Uitgeschreven column van Dolf Jansen: Ribkwalanus Op de vierjarige opleiding tot columnist die ik dertig jaar geleden doorliep leerde ik van alles, maar het belangrijkste was, ik denk terecht: schrijf nooit over je huisdier. Natuurlijk, als je na een wilde nacht wakker wordt met je hoofd in een zurig plasje en de deadline is 55 minuten later en je leeft van die column en je kinderen hebben honger, dan, en echt alleen dan, mag je schrijven over je huisdier.
Ik voel me vandaag fris en uitgerust, en dus schrijf ik over de ribkwal. In een van de vele wetenschappelijke uitgaven die ik volg – voor U, want u heeft ongetwijfeld wel wat beters te doen – trof ik een fascinerend bericht aan over die kwal. En dan meer specifiek over zijn poeperd. Jazeker, ik schrijf over alles wat groeit en bloeit en ons altijd weer boeit maar als het zo uitkomt ook over de poepert. Ik heb het woord bewust twee keer gebruikt om te kijken of ik er dan uit zou zijn of het eindigt op een d of een t, maar ik vind het allebei kunnen. De kop boven het stuk hield het op anus. Er stond: De anus van de ribkwal verschijnt en verdwijnt. Nou, dan heb je mij hoor. Ook al omdat in het stuk snel de term ribkwalanus voorkwam, en daar kun je wel wat mee. Als columnist zonder huisdier maar met een voorliefde voor afwijkende klemtonen RibkwaalAnus….. RibkwaalAnus : wat het is weet ik niet maar het klinkt zo lekker.
Ik citeer: De Amerikaanse ribkwal heeft een cool trucje: zijn anus verschijnt alleen als hij ontlasting kwijt moet.
Ik ga zo in op de details - ik wilde ins en outs schrijven, maar zag daar net op tijd vanaf – maar in het algemeen lijkt het me heel fijn dat je anus er juist is als je ontlasting kwijt moet. Als je anus er altijd is, behalve als je ontlasting etcetera, denk ik dat je echt even een hartig woordje met de Schepper moet gaan spreken. Of verhuizen naar Emmen, waar ze het Wild Life Adventure Noorder-Dierenpark Experience Extravaganza in elk geval met talloos veel miljoenen openhouden, dus daar is voor jou vast ook wel een gesubsidieerd plekje te vinden.
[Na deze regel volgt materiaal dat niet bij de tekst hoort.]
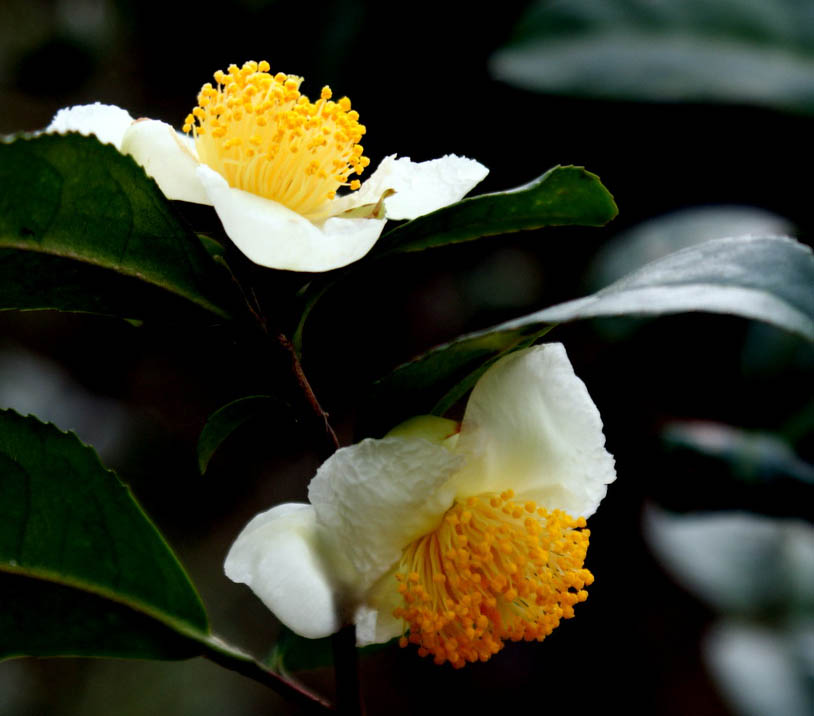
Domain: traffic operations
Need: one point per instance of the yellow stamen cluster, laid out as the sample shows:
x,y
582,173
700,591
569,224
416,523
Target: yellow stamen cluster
x,y
257,131
495,569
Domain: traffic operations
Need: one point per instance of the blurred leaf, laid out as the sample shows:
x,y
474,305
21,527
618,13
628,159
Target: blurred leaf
x,y
292,653
737,562
563,196
449,370
767,278
748,456
82,569
82,228
761,669
224,421
678,230
741,51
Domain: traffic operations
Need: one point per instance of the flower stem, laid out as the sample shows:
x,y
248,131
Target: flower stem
x,y
346,669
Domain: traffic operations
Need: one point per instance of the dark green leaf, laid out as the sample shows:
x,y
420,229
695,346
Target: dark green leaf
x,y
292,653
741,51
82,228
83,570
563,196
767,278
433,382
224,421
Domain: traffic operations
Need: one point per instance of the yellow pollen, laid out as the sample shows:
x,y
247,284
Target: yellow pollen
x,y
489,574
257,131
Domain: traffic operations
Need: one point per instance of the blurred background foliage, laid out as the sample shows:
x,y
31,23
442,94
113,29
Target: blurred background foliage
x,y
696,117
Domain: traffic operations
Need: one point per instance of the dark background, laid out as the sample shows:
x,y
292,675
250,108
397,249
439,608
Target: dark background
x,y
418,75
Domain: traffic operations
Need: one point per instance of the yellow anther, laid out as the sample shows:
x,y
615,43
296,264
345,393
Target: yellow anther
x,y
250,108
467,596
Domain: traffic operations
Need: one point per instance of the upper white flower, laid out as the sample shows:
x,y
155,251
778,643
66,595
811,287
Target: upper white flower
x,y
270,162
464,535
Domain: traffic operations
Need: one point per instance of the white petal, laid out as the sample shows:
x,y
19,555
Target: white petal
x,y
166,158
531,426
106,121
421,187
274,236
374,618
278,556
377,496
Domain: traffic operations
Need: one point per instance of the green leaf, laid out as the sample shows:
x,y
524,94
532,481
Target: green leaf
x,y
292,653
82,569
82,228
449,371
563,196
224,421
739,51
767,278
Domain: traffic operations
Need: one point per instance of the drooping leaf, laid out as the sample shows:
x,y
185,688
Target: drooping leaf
x,y
767,278
83,570
563,196
741,51
82,228
224,421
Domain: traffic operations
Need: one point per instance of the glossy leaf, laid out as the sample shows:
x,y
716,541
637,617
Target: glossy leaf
x,y
563,196
83,570
767,278
740,51
433,382
82,228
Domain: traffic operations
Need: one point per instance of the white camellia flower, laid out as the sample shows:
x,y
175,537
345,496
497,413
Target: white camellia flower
x,y
463,536
270,162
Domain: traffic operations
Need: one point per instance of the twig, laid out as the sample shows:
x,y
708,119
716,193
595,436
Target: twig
x,y
307,391
235,660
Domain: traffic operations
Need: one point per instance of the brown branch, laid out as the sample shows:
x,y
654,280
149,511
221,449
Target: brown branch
x,y
308,392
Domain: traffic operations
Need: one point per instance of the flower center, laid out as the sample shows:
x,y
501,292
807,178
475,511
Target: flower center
x,y
258,132
493,570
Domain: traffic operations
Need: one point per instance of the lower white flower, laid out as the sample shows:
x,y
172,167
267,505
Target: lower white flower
x,y
455,537
270,161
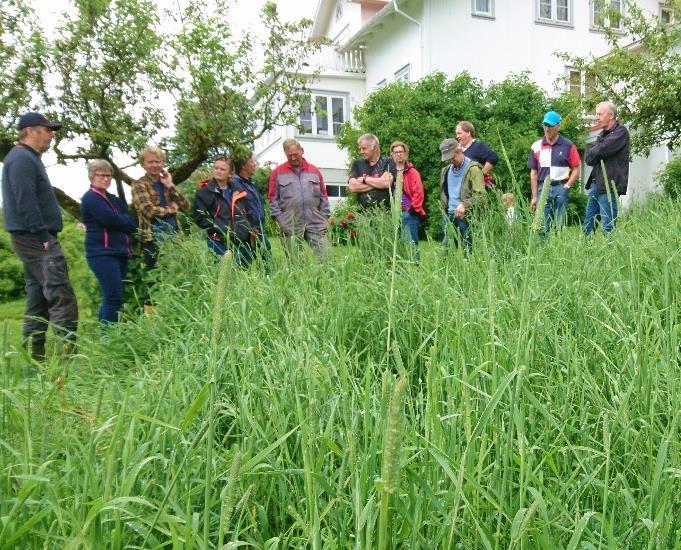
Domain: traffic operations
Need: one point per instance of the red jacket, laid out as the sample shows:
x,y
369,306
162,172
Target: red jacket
x,y
413,188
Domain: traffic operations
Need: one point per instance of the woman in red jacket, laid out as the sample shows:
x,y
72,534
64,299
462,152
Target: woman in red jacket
x,y
412,195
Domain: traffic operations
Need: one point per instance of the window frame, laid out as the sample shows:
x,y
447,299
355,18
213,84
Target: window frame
x,y
665,7
402,72
553,20
312,103
490,14
601,28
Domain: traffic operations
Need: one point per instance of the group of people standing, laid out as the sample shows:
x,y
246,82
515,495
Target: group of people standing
x,y
230,209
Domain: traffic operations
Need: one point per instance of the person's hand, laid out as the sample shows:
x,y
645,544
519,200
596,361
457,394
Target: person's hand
x,y
167,179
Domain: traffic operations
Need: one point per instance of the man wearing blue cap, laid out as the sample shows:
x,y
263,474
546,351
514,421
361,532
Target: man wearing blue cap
x,y
555,158
33,219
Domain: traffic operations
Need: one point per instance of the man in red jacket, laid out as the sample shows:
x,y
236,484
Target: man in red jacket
x,y
412,194
299,202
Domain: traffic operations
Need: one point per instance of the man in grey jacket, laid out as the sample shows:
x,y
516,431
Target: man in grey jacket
x,y
298,201
33,219
609,177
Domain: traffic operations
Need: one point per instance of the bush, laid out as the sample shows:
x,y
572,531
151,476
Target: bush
x,y
670,178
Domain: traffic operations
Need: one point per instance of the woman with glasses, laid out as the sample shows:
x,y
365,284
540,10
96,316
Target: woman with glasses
x,y
107,239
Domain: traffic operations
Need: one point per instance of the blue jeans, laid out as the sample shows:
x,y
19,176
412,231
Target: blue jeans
x,y
411,222
556,207
110,272
245,254
603,205
463,232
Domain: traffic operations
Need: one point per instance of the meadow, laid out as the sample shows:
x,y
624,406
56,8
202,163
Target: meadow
x,y
525,397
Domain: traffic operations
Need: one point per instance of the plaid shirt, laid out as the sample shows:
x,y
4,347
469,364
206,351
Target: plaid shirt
x,y
147,202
Hoe doet die kwal het vraagteken.
De darmen zwellen op als ze vol afvalstoffen geraken – tot zover niks vreemds – maar er is dus geen anus. Het is een doodlopende weg. En dus… tatatatata versmelt de darm met de buitenste laag huidcellen, samen boetseren ze een opening, de poep verdwijnt daardoor, en de opening sluit zich weer. Zonder een spoor achter te laten. Het is briljant, en lijkt me vooral cool omdat je, als kwal zijnde, kunt besluiten elke keer op een andere plek te poepen, of eigenlijk uit een andere. Dat je, als kleine rog ofzo, even staat te keuvelen met een kwal, komt er opeens geheel onverwacht een poepgat tevoorschijn. Om na gedane arbeid weer te verdwijnen.
Gelukkig zijn er, in Amerika, waar de linkse indoctrinatie van het onderwijs nog niet zo gevorderd is, ribkwalanusonderzoekers - dat zijn 8 lettergrepen maar wellicht niet iets wat je in je openingszin in het cafe gebruikt – en deze wetenschappers zeggen dat we een tussenstadium in de evolutie zien. Ik citeer: de verdwijnende anus is mogelijk een tussenstap op weg naar een permanente structuur. Kijk, dat is een zin die ik herken. Van een verbouwing onlangs, waar we een aantal weken op een soort klotsende emmer moesten, omdat er eerst wel riolering was, maar de wc’s nog niet geleverd, en toen die er waren bleek de riolering verlegd. Dat ik zei ‘hee vriend, ik ben beroemd, ik ken mensen, ik ben columnist bij Vroege Vogels, hoe kan het dat ik al weken op een blauwe emmer zit te kakken?’, en de verherbouw-opzichter antwoordde ‘dit is mogelijk een tussenstap op weg naar een permanente structuur’
Mogelijk….?! Echt zo’n moment dat je iemand het liefst een hele grote ribkwal in zijn smoeltje plet, en dan maar hopen dat ie net even een goedwerkende anus heeft.
Waarna ik u hoor verzuchten ‘dank, Dolluf, voor dit diep-persoonlijke en ook wetenschappelijke verhaal en ook heel fijn dat er geen enkele Uil van Minerva doorheen vloog!’
Dank u wel, u ook een prettige zondag.